La vida es difícil. Está plagada de pérdidas, lágrimas, derrotas que nos ponen de rodillas. Es fácil pensar que lo vivido por Frankl pertenece a otra dimensión, imposible de comparar con nuestra experiencia. Pero ¿qué ocurre cuando mi propia actitud convierte mi vida en un infierno? ¿Qué hago si soy yo quien sostiene el látigo?
No necesito estar tras las alambradas de Auschwitz para entender el mensaje. Puedo recrear ese mismo infierno en mis resentimientos, en mis traumas, en el hielo con que encierro mi corazón. Y el final puede ser el mismo: la destrucción de mi espíritu. La única diferencia es que en vez de la mano de un guardia, estaría la mía.
Durante años escuché el llamado de la Vida y me negué a responder. Me refugié en el placer inmediato, en el alivio momentáneo de mis impulsos, en la comodidad de mi propio drama. Esperaba que la tormenta pasara sola, pero la tormenta no se iba.
Hasta que lo perdí todo. Caí. Me vi casi reducido a cenizas, ahogado por mis propios gritos pidiendo auxilio.

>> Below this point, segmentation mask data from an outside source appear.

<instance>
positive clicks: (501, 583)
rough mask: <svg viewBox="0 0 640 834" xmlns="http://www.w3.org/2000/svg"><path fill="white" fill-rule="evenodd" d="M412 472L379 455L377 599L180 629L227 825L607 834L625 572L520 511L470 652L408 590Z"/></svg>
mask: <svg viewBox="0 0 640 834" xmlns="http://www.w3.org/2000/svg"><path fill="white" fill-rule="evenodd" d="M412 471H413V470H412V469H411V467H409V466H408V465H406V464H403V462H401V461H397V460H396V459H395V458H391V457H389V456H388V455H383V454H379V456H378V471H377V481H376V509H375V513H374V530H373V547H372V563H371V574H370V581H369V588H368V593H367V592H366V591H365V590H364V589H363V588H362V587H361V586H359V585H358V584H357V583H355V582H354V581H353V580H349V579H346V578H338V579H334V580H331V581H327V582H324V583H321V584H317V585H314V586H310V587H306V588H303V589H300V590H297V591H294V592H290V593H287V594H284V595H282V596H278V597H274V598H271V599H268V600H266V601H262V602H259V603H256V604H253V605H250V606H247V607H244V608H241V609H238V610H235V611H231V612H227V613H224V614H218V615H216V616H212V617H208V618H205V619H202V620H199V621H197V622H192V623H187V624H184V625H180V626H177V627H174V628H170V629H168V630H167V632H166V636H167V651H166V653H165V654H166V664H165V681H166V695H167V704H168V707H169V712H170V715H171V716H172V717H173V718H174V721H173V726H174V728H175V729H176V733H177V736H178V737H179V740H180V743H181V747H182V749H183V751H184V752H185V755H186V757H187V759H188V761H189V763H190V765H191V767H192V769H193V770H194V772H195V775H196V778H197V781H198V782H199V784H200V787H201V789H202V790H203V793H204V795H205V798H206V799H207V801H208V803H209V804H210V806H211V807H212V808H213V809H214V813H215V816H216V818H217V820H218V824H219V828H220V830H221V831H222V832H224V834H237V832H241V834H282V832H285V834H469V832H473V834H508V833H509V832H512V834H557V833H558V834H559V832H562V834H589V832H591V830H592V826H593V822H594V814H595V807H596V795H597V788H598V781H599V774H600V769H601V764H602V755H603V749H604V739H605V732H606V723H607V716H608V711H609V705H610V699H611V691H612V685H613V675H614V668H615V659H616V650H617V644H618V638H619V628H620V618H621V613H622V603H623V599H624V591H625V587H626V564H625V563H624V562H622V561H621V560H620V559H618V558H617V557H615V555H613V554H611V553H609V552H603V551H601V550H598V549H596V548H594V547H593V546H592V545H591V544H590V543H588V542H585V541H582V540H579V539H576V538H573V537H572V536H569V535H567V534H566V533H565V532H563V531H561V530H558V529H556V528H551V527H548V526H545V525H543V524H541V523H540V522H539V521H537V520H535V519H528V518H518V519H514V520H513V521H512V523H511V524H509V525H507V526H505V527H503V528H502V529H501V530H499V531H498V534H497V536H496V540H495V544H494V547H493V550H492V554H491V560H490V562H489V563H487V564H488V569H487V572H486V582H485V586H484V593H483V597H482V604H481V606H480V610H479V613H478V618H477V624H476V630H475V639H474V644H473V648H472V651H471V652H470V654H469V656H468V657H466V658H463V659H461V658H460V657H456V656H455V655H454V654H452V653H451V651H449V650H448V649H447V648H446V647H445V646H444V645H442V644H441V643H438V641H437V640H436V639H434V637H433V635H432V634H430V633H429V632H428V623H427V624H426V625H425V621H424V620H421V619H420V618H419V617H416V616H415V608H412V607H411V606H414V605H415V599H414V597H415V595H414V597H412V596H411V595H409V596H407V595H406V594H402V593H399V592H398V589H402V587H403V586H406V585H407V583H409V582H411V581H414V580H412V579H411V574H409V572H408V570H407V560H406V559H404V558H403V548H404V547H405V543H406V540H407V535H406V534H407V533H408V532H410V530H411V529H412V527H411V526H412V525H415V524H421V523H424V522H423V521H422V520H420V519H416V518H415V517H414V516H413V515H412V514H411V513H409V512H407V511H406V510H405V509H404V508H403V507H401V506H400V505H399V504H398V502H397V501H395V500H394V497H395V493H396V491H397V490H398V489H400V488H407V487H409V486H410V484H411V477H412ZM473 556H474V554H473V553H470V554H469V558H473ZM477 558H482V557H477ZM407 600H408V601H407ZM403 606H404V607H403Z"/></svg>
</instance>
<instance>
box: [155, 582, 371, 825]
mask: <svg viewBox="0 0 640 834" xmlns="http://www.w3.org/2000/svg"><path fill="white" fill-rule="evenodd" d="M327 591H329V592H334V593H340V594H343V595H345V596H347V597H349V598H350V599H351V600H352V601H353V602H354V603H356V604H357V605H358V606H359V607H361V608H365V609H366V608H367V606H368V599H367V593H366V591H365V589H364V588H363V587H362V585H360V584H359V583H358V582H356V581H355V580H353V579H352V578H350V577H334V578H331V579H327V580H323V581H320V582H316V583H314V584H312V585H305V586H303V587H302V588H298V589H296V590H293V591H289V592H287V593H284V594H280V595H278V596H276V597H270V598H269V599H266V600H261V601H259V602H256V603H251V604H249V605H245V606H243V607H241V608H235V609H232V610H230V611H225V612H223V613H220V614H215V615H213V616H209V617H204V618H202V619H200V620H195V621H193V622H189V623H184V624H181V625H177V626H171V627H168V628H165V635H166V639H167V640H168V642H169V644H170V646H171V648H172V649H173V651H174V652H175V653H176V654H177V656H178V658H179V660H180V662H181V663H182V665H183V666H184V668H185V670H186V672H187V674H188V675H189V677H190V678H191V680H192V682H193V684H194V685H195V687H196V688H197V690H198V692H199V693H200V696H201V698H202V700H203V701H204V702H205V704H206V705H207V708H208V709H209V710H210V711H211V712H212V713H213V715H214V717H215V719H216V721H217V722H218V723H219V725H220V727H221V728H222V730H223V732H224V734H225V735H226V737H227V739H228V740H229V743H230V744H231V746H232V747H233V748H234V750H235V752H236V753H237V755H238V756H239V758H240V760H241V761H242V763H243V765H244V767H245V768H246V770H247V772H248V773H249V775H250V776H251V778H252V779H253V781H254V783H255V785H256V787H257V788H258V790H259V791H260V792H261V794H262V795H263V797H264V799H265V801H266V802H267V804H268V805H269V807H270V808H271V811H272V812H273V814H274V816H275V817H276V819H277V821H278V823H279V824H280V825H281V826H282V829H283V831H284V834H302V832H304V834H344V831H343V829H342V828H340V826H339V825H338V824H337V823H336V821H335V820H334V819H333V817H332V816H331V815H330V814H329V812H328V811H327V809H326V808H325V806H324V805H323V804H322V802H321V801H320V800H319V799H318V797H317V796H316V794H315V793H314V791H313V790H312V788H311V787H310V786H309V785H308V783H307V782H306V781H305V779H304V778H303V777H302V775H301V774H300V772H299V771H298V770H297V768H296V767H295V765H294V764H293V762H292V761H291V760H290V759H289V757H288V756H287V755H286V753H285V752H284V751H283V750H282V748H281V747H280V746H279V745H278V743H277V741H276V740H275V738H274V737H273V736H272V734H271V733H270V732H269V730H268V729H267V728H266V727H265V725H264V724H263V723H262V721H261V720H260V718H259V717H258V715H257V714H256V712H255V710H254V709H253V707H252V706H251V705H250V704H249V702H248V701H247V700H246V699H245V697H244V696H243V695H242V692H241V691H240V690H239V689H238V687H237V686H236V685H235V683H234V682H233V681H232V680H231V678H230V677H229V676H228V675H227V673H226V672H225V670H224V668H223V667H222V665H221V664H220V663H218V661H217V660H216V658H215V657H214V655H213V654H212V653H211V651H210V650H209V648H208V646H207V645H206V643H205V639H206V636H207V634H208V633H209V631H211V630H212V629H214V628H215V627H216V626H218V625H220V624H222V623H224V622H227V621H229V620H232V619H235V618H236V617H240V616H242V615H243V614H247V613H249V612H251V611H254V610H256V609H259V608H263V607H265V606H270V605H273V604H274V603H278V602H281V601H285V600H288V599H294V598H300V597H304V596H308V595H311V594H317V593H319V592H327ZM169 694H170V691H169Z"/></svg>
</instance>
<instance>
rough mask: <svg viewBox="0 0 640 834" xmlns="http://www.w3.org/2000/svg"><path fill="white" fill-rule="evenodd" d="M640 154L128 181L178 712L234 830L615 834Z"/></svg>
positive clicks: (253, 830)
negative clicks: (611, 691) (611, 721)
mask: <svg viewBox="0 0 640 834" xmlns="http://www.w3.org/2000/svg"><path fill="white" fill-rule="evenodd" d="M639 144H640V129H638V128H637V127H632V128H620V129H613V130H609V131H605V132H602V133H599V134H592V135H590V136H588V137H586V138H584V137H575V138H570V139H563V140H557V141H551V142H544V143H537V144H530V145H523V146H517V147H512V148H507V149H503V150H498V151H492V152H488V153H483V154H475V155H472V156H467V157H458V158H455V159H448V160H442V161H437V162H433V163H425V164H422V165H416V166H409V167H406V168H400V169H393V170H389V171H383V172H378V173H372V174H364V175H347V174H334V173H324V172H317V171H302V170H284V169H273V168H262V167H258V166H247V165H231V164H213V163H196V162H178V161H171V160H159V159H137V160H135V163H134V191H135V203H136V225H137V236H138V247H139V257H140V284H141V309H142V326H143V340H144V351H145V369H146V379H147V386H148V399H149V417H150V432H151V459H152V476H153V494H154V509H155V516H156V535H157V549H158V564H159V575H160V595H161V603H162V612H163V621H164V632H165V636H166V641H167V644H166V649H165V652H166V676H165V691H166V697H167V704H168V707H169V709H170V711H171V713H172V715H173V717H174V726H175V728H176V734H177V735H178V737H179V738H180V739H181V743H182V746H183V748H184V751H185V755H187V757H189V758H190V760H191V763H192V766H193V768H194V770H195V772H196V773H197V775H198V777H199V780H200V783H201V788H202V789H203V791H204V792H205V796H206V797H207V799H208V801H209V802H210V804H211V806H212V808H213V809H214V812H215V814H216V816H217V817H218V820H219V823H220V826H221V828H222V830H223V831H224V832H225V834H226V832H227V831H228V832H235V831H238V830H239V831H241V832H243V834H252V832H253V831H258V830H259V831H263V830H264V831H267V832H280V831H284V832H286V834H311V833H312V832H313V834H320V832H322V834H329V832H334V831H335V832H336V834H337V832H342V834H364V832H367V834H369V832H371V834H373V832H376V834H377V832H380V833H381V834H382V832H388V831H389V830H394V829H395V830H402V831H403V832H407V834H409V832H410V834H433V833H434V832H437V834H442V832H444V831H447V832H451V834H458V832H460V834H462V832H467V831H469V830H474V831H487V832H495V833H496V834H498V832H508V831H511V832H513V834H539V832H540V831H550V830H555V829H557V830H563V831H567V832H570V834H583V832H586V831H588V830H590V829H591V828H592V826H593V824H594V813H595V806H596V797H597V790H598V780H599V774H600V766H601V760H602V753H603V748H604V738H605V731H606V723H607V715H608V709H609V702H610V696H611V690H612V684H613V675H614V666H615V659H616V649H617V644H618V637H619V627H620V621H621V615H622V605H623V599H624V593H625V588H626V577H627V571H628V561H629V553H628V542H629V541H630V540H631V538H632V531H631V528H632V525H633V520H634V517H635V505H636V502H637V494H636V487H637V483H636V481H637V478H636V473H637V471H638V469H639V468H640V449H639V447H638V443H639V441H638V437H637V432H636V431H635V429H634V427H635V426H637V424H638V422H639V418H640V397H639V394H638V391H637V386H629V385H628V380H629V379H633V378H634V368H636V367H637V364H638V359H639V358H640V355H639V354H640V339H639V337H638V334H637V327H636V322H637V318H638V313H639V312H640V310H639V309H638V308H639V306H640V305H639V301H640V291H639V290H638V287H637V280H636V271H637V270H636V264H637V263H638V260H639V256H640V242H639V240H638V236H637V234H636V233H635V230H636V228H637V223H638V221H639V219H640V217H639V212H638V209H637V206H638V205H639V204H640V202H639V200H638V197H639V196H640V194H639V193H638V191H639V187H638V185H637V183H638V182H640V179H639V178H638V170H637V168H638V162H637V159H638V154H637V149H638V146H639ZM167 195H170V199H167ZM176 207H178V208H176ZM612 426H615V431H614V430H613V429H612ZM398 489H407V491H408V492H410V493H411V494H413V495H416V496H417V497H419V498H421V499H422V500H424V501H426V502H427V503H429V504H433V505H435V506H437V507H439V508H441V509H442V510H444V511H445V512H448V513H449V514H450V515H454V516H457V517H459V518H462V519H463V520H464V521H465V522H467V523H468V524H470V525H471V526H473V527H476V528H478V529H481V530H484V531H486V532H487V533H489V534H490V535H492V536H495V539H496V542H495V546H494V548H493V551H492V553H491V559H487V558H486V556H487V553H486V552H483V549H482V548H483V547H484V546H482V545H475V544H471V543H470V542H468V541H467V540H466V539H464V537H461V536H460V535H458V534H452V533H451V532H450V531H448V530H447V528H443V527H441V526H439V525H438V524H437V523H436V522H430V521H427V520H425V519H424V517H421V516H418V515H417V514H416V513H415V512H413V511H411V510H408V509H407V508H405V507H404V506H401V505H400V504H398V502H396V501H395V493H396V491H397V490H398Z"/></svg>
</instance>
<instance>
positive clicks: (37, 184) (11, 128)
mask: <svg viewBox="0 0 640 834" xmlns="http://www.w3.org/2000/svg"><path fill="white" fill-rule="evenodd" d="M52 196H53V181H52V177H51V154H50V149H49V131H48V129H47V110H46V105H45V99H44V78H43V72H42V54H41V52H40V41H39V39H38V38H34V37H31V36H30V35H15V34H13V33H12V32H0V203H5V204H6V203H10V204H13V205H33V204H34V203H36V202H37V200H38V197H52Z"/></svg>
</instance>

Y fue ahí, en medio del derrumbe, donde desperté. Comprendí que mi actitud era lo único que me quedaba. Descubrí que esa era mi última libertad: escoger cómo pararme frente a la tormenta. Y entendí que la tormenta no era un castigo, sino parte de mi trayecto hacia lo que hoy reconozco como el sentido de mi existencia.
No vine a este mundo a sufrir. Vine a crecer, amar y sanar. Vine a aprender a resistir con esperanza, a descubrir mi resiliencia en medio de la adversidad, a conocerme en mis quiebres, a reconstruirme una y otra vez con paciencia y gratitud, con la certeza de que cada golpe puede convertirse en la raíz de una nueva fortaleza.
Decir sí a la vida no es un acto único, es una práctica diaria. Cada día debo pronunciarlo de nuevo: al levantarme, al enfrentar mis caídas, al mirar mis heridas sin rendirme ante ellas. La resiliencia es ese músculo que se fortalece con cada decisión de no quedarme en el suelo.
Hoy puedo decir que he respondido al llamado de la Vida. Y lo hice con un Sí.
Un Sí que se pronuncia con la frente en alto y con la voz clara.
Pero esta no es solo mi historia. Es también la tuya. Tú también enfrentas tormentas. Tú también puedes escuchar esa voz que susurra y te llama a responder. Y como yo, tienes en tus manos la última libertad: la actitud con la que decides hacerlo.
No basta con reconocerlo. Debes elegir. ¿Vas a dejar que tu tormenta te destruya, o vas a permitir que cada golpe te haga más fuerte?
Porque no elegimos nuestras tormentas, pero sí la forma en que navegamos en ellas. Decir Sí a la vida no es negar la oscuridad, es decidir caminar dentro de ella con un propósito que la trascienda. Ese Sí convierte el dolor en maestro y a cada herida en sentido.
El dolor y la pérdida son inevitables. Pero rendirse es opcional.
No es la tormenta la que dicta quién soy, sino el Sí que elijo pronunciar incluso en medio de ella. Ese Sí, repetido cada día, es lo que me hace Libre.